Epistemic darkness

Something ChrisPer said in comments on the ‘Fundamntal right-get outta my store’ N&C, that I found myself doing a longish comment on, so decided to put it out here.

“Christian disapproval of gay practice is not without reasons – its just without reasons that others find persuasive. For instance, you disown the reason of pleasing God on the grounds that He does not exist.”

No, actually; more grounds than that. I could perfectly well think or believe that god does exist and still be far from thinking ‘the reason of pleasing God’ is a valid reason to say and teach and preach that homosexuality is wrong and to think it should be legal to deny gays service in public facilities. Because even if god exists, there are still further questions, before one can conclude that condemnation of homosexuality pleases this god. What kind of god is it? What does it think is good, and what does it think is bad? What does it want us to do? Has it told us what it wants us to do? Has it told us what it thinks is good, and what is bad? If so, how do we know it has? And if so, why hasn’t it told everyone? And if so, and if it thinks good and bad matter, why hasn’t it told everyone in such a way that there can be no dispute about it?

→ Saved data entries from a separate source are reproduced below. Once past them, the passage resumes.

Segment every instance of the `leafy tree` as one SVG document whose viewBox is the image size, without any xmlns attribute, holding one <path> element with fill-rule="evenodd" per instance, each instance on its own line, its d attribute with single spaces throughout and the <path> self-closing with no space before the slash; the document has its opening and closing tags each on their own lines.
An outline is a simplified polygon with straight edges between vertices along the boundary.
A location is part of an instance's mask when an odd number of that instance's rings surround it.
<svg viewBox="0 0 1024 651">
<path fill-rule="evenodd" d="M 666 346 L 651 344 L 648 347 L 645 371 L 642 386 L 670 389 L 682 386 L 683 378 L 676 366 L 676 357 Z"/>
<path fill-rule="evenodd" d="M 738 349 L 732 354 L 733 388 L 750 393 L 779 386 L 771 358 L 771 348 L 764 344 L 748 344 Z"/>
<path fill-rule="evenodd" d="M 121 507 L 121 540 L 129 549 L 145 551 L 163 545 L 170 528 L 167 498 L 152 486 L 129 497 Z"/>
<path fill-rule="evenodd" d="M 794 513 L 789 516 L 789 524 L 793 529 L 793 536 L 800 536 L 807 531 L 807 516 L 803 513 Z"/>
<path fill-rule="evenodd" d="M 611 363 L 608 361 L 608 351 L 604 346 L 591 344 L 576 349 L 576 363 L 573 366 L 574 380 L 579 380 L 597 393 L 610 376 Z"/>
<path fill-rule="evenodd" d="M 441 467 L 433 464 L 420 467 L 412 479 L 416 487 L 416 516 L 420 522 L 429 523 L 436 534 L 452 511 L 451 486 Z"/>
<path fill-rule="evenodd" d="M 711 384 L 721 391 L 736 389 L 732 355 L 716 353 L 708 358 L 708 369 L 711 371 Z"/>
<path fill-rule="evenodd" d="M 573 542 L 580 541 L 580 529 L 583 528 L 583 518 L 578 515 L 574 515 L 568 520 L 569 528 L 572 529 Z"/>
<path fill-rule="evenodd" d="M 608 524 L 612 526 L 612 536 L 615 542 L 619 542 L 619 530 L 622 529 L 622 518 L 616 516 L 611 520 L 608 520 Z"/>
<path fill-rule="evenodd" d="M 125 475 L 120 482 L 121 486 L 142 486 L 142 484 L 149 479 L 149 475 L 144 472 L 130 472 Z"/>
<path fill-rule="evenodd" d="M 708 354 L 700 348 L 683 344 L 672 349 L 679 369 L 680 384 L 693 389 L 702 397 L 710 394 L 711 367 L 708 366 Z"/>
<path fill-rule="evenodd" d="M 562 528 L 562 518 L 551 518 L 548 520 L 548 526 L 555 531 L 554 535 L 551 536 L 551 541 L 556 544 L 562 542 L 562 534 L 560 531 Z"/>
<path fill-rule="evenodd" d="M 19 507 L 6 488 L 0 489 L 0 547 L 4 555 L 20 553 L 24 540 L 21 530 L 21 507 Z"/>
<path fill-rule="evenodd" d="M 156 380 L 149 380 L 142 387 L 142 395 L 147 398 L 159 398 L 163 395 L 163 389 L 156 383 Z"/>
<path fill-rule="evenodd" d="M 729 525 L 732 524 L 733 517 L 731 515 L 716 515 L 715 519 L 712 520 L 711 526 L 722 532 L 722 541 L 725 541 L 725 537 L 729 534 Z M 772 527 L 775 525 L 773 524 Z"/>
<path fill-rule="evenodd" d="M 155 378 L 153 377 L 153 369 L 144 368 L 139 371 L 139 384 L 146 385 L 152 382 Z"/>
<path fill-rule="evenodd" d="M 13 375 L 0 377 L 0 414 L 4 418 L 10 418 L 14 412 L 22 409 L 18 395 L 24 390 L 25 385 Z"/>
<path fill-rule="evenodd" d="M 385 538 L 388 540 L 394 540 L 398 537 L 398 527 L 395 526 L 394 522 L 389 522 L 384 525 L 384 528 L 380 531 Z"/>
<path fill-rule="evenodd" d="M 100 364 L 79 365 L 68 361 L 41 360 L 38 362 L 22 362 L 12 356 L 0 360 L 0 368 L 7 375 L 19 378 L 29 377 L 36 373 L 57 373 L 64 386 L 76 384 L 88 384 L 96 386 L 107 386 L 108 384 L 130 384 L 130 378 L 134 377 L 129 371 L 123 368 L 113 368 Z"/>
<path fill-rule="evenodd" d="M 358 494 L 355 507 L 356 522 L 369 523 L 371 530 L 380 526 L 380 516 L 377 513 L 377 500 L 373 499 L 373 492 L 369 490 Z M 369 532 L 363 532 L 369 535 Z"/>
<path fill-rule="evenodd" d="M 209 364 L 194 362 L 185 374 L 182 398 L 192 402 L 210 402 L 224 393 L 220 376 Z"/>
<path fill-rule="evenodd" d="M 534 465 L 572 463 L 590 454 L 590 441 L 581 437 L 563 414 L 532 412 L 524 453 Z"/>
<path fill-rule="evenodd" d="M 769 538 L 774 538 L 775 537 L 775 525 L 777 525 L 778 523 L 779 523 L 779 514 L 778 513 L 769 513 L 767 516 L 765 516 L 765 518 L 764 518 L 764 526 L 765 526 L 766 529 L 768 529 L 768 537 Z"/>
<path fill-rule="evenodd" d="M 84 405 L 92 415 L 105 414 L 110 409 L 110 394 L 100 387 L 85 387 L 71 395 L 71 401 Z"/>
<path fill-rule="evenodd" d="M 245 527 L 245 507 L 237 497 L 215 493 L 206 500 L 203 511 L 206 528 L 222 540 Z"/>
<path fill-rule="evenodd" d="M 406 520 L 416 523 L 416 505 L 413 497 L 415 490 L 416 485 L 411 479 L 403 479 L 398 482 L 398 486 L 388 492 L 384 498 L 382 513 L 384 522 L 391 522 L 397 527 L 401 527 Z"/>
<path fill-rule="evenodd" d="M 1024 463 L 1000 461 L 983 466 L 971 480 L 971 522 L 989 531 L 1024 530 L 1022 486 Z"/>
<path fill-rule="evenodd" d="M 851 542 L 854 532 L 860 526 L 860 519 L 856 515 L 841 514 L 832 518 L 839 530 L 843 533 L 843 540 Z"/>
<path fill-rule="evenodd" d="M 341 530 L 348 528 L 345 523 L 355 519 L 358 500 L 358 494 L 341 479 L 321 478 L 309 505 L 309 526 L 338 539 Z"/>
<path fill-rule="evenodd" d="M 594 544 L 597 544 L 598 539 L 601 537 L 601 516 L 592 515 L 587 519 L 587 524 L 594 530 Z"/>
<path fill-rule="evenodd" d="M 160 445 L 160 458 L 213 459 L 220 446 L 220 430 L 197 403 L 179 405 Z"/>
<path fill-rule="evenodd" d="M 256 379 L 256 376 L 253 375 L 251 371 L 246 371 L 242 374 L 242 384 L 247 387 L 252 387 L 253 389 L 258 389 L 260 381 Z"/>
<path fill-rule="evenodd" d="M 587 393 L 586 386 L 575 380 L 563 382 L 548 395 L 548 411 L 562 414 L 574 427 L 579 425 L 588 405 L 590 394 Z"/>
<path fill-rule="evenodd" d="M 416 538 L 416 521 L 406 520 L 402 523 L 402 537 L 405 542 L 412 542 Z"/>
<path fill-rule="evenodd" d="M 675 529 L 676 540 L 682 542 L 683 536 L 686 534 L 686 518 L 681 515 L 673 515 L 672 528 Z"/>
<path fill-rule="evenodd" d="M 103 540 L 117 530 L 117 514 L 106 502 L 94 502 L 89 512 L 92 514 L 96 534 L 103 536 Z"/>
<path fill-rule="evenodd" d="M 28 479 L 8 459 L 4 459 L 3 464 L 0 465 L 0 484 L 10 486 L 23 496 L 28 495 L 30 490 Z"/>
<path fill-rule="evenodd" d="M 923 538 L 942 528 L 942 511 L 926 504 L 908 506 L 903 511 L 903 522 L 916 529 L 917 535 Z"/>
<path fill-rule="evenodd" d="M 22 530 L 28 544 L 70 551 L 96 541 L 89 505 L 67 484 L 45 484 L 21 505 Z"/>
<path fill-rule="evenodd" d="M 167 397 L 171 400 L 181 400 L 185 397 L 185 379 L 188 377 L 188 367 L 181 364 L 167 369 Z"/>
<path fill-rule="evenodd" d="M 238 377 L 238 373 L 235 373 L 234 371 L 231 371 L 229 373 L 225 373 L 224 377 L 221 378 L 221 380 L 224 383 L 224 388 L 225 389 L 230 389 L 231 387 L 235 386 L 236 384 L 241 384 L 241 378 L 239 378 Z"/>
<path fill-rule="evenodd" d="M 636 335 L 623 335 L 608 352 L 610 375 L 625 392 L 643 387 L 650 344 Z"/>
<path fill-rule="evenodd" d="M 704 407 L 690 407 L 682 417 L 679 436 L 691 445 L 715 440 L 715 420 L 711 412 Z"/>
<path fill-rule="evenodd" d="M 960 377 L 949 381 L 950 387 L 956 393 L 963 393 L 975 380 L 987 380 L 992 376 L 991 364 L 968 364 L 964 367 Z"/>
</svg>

It seems to me that even if there is a god, no human has the slightest idea what the true answers to those questions are, and that even if any humans do know the true answers, they have no way to know they know, and we have no way to know they know.

It’s basically an epistemic problem. People who claim that homosexuality is displeasing to god really don’t know that and have no way to know it.

Some theists claim that is because god wants us to have free will, and wants us to have a free choice whether to believe in god or not, as well as whether to be good or not. Okay – but then the only way to do that is to keep us in genuine epistemic darkness. Not pretend darkness; real darkness. We really don’t know if there’s a god, or if there is what kind of god it is, or what it thinks is good, or if we would agree with it if we knew, or what it wants us to do, or if it has told us what to do, and if so what it is that it has told us to do; and we don’t know how to know any of this, either way, yes or no. Okay. Real freedom, but bogus knowledge of god. There is no real knowledge of this god, and so far there never has been (or it would have been passed on in an indisputable fashion). So – we’re free to choose to believe it exists. All right – but are we equally free to choose to believe we know what it thinks is good and what it wants us to do? Are we equally free to choose to believe we know it has told us what it thinks is good and what it wants us to do, and that it will blame and punish all who disobey? No. I don’t think so. I don’t think anyone has the right to take that risk. Because the reality is you just have no clue what god wants, you don’t even have any clue what it’s like, so how can you possibly know it doesn’t think children should be tortured? Let alone know it thinks homosexuals should be given unequal treatment because of what they do with their genitalia. Darkness is darkness; we don’t know what we don’t know; and this is something we don’t know. It seems to me it’s only right to admit that.